ANALYSE DES SÉDIMENTS ET DES OS
Les pendentifs n’ont pas été directement datés car les chercheurs ne voulaient pas endommager les artefacts extrêmement rares.
Cependant, Pansani a déclaré que l’équipe a daté d’autres matériaux – sédiments, charbon de bois et autres os de paresseux géants – de la même couche que celle où les artefacts ont été récupérés.
« Toutes ces dates correspondent à des âges compris entre 27 000 et 25 000 ans, nous pouvons donc en déduire que l’âge des artefacts se situe dans cette fourchette », a déclaré Pansani.
L’Amérique du Nord et l’Amérique du Sud ont été les derniers continents à être habités par des humains modernes, mais exactement quand cela a commencé est un sujet qui a divisé les archéologues. De nombreux experts doutent que les humains aient occupé les Amériques il y a plus de 16 000 ans, note l’étude.
Cependant, des preuves récentes, y compris la découverte en 2021 d’empreintes humaines fossilisées au Nouveau-Mexique datant de 21 000 à 23 000 ans, suggèrent que les premiers humains ont atteint l’Amérique du Sud plus tôt que prévu.
« La confirmation de l’âge de ces artefacts de Santa Elina renforce l’hypothèse d’occupations humaines plus anciennes dans les Amériques », a déclaré Pacheco.
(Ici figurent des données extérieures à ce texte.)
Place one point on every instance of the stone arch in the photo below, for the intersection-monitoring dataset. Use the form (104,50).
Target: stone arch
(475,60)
Une équipe internationale de scientifiques a récemment dévoilé une nouvelle façon d’extraire l’ADN ancien des artefacts osseux de manière non invasive. Les chercheurs ont appliqué la technique pionnière à une dent de cerf percée trouvée dans une grotte en Russie et probablement portée en pendentif. L’analyse a révélé le sexe du porteur et d’autres détails intrigants.
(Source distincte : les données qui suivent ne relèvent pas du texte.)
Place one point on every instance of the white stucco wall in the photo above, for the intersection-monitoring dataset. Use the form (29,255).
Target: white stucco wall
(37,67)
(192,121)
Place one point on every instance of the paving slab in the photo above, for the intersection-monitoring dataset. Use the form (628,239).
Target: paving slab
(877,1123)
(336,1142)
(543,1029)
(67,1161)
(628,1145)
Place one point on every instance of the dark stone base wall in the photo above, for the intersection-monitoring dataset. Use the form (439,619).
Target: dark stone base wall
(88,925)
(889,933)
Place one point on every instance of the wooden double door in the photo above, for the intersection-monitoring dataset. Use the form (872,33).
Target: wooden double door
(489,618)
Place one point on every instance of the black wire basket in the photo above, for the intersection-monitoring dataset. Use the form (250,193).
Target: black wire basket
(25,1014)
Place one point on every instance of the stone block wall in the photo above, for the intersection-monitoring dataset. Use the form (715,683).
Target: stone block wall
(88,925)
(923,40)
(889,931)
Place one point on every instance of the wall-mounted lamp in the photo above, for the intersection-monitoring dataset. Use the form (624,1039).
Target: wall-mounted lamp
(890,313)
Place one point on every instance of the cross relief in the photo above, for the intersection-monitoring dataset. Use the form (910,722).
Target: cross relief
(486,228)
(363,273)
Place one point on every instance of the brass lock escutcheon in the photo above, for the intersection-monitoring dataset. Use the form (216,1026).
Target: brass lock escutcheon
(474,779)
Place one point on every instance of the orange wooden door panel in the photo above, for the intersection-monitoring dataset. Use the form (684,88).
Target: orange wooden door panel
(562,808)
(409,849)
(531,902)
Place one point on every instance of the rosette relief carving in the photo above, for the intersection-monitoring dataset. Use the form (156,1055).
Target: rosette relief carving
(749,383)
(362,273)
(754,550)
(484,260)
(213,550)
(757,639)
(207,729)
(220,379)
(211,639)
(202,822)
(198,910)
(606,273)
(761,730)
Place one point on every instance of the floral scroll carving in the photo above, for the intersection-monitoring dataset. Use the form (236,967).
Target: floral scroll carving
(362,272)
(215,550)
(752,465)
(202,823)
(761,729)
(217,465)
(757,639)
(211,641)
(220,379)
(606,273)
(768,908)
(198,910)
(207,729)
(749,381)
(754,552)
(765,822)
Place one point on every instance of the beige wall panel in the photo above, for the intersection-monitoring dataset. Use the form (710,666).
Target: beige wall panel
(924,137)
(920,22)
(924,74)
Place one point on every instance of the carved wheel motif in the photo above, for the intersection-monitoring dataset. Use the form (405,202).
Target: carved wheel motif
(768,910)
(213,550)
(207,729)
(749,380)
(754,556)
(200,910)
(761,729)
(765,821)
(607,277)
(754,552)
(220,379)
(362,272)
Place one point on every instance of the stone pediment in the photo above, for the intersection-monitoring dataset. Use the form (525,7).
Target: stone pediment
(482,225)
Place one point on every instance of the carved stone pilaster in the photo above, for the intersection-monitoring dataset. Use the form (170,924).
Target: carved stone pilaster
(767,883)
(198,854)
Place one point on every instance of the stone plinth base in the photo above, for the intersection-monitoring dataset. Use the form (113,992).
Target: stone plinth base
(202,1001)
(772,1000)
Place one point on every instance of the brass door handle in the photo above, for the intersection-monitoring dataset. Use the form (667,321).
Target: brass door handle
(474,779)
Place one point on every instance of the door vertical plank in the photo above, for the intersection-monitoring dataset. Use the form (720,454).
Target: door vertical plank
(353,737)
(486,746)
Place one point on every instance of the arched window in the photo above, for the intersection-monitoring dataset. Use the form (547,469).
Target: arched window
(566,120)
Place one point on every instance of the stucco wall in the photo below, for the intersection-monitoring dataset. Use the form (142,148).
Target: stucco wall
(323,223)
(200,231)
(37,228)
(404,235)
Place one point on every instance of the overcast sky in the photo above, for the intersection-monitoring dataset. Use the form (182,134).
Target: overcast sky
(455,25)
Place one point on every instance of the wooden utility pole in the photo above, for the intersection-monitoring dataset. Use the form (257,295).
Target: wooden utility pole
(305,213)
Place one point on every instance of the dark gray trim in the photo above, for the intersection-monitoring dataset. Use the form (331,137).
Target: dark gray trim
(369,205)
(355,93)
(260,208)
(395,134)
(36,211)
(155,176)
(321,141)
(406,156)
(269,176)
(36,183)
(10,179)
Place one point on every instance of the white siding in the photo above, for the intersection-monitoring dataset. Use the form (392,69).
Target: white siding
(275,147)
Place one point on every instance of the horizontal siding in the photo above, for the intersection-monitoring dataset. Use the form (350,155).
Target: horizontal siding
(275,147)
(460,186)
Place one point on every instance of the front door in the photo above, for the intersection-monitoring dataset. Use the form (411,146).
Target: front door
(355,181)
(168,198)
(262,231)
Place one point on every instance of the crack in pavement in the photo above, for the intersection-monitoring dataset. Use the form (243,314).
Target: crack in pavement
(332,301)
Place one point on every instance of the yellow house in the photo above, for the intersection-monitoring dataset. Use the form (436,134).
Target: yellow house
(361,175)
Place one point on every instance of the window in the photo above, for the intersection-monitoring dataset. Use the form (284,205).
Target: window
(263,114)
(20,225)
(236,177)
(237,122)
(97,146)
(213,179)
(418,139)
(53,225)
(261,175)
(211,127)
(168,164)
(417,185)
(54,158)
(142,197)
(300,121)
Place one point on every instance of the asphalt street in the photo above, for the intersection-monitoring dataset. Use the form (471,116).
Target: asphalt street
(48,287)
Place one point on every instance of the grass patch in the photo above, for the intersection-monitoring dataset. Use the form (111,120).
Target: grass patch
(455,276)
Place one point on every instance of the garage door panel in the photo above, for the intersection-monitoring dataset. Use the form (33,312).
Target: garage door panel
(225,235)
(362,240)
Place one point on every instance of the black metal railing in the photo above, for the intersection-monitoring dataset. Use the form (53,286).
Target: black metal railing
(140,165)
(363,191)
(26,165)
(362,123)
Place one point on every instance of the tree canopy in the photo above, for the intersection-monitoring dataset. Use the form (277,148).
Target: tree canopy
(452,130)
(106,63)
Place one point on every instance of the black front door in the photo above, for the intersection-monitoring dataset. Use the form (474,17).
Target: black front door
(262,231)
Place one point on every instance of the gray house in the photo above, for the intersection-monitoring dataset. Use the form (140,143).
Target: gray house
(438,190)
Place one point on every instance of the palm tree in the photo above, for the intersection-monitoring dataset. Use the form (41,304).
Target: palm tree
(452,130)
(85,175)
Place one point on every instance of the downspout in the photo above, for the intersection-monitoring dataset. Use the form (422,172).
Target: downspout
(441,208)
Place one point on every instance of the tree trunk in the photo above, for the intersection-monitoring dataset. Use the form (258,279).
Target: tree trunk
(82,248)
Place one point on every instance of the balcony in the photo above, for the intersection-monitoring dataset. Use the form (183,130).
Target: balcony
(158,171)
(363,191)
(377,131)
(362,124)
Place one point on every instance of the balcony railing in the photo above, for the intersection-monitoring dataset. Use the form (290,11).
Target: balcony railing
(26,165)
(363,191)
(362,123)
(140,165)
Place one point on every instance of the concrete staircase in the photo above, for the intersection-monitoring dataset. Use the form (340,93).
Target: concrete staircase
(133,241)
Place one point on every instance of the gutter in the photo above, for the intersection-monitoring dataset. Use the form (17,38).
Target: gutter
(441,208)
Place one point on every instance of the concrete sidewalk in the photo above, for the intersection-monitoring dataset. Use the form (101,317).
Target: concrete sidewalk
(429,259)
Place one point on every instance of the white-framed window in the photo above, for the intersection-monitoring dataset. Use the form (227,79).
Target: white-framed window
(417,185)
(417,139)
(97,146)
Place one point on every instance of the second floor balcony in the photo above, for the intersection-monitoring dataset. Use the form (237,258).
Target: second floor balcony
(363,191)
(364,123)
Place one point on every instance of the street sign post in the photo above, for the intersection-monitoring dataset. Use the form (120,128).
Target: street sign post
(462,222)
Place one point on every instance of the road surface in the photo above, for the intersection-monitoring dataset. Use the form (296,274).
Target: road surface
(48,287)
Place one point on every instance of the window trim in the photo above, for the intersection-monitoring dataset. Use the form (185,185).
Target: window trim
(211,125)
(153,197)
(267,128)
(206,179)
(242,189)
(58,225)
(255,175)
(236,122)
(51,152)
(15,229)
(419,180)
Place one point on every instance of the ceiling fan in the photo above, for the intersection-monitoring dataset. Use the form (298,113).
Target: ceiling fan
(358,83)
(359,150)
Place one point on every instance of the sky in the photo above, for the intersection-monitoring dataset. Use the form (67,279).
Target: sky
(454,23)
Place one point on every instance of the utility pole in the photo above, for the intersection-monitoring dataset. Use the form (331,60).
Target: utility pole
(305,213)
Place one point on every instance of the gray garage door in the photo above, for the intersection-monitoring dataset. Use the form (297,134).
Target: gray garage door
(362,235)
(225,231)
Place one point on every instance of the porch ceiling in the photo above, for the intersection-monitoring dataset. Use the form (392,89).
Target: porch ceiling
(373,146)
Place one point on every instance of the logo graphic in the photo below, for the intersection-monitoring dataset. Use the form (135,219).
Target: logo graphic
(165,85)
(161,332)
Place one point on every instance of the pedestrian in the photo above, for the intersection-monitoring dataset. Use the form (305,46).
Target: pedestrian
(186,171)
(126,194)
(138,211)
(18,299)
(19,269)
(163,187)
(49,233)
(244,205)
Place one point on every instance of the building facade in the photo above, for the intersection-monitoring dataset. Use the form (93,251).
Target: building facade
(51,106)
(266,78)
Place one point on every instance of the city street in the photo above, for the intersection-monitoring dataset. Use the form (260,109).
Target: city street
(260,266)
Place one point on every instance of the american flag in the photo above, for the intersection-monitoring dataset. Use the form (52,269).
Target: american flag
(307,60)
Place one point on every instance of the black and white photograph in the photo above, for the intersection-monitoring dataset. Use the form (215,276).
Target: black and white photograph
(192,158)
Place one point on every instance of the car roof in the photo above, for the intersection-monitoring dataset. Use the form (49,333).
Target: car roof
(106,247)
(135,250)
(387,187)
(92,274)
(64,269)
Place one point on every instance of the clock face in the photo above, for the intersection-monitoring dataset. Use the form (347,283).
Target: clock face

Pour la nouvelle étude, Pacheco a déclaré que l’équipe n’avait pas envisagé la possibilité d’essayer d’extraire du matériel génétique des pendentifs en os de paresseux.
« Nous étudions certains processus liés à la fossilisation et à l’altération qui peuvent avoir causé des substitutions dans les os.
Si nous concluons que le matériel est en bon état de conservation, cela peut être une bonne idée », a-t-elle déclaré.
La recherche a été publiée dans la revue Actes de la Royal Society B.